Being a preacher’s kid was isolating. My brothers and I naturally gravitated toward video games. From the first Atari we received at Christmas around 1980 to the Atari 800 XL computer that showed up around 1986, we embraced video gaming at home as a hobby. We spent hours with those early games – Space Invaders, Asteroids, Missile Command and Pitfall. High scores were bragging rights between my middle brother and me. Video games occupied us for hours, kept us out of trouble and made sure we didn’t succumb to the list of sins enumerated above. The computer games that consumed us as the technology improved and our tastes matured included M.U.L.E., Archon, Zork, and sports games like “One-on-One: Dr. J vs. Larry Bird.” There is no sound in contemporary life that mimics the whirring of the floppy disk drive as a game loads.

At the time and now, that combination of fads seems pretty nerdy, but the rise of nerd culture makes it easier to admit what my life really looked like growing up. The church was a constant, good grades were expected, chores and yard work were character-building. But an honest assessment of cultural participation during my formative years is incomplete without “Star Wars,” a middle part, boat shoes and Atari. And you know what? I don’t regret it.
I love your writing and what a walk down memory lane for me since my son will be 48 on July 31st. I cannot tell you the number of Star Wars guns that the vacuum ate and I had to dump the bag and find them all and wash off the dirt! Course I had a daughter (whom
You know well) three years older so that same bag held what seemed like a jillion Barbie doll shoes too! My kids thought I was a strict parent; my friends thought I was too lenient! Oh well!

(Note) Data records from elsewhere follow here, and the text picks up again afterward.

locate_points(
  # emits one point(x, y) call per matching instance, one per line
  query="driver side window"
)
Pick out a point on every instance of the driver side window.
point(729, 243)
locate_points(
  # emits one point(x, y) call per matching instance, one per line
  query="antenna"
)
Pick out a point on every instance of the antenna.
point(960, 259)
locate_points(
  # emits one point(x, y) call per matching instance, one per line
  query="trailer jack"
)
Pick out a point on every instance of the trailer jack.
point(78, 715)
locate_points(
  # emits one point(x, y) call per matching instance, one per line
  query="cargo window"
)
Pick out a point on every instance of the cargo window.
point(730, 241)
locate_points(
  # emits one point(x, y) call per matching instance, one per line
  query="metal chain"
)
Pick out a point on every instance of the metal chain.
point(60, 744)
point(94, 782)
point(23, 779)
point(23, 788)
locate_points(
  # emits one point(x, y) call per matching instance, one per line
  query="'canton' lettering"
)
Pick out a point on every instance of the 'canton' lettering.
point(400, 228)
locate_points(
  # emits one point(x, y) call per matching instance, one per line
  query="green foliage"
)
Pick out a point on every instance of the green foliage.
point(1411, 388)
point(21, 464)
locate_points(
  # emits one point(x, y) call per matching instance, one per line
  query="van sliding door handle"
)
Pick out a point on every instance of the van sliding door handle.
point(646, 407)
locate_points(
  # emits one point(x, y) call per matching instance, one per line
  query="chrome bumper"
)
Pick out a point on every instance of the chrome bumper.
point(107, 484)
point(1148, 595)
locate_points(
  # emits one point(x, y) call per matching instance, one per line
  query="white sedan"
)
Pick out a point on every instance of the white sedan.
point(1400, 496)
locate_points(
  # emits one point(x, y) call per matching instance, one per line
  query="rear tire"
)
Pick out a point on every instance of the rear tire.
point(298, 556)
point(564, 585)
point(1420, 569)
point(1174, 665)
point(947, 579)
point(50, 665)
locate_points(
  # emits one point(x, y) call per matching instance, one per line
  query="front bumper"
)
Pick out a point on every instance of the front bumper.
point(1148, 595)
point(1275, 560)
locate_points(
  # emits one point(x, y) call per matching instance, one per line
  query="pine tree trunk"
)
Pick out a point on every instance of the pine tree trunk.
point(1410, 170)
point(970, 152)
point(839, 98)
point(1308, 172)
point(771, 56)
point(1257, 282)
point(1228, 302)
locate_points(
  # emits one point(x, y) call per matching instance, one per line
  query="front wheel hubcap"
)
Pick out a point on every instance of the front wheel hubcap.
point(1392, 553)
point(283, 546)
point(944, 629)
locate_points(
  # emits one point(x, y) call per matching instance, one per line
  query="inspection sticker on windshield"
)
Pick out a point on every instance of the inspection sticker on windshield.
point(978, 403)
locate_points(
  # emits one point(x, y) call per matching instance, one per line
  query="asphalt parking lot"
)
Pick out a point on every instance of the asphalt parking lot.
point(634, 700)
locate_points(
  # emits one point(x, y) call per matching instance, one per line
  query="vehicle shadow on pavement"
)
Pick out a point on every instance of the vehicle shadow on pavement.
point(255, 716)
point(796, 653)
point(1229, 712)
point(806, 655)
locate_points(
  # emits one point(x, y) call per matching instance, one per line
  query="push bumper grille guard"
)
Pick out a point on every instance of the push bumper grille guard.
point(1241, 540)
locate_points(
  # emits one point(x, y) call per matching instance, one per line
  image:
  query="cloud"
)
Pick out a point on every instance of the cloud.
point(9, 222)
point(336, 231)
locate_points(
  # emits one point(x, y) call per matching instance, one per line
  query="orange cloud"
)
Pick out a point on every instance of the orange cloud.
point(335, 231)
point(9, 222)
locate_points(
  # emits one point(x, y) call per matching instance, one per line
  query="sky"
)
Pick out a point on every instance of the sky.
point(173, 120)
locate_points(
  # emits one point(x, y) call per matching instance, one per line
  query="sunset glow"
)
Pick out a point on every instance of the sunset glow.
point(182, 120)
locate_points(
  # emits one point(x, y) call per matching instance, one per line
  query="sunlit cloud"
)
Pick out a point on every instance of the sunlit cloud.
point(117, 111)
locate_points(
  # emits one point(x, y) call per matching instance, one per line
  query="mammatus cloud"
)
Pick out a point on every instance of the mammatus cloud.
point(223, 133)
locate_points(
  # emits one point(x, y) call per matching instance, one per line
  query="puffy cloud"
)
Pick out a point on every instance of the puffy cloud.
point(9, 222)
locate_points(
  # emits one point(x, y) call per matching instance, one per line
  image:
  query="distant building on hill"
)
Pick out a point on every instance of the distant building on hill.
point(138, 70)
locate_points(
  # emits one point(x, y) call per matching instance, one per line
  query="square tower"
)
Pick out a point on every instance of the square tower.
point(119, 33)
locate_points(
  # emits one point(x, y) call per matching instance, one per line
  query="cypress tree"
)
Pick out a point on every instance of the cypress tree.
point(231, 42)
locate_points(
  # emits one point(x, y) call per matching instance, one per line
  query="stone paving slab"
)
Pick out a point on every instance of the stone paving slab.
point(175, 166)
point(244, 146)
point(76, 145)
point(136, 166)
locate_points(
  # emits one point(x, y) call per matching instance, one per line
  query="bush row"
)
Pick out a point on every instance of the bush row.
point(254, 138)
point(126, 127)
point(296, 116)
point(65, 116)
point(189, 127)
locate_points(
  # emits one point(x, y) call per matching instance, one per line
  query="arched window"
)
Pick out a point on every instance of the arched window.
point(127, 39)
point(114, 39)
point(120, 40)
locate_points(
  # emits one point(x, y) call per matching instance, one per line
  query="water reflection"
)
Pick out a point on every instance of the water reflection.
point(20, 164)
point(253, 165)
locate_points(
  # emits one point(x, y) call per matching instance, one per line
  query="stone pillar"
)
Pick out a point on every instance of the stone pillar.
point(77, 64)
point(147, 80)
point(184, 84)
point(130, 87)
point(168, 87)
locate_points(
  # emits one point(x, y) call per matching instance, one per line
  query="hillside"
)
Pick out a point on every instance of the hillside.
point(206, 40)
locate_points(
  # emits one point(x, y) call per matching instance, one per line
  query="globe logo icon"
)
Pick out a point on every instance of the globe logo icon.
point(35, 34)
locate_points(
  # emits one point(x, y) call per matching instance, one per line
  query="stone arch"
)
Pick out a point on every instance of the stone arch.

As for my own adolescence. I was not a PK but nonetheless adhered to all my country fundamentalist sbc church’s “rules” and refrained from “smoking , drinking, dancing or going with guys who did.” Now how I wish I had learned to dance. I am sure there would be much celebration in my life ! Square dancing was fine and was allowed in 4H, thank God! I did learn the jitterbug in 7th grade at a school
Dance but never let on I knew how to anyone at church!! Adolescence is so funny. Grown ups forget that we were once adolescents and berate teens like they were nuts or something. We are the same. The fads are just different. You can tell I worked with adolescents more years than I want to remember!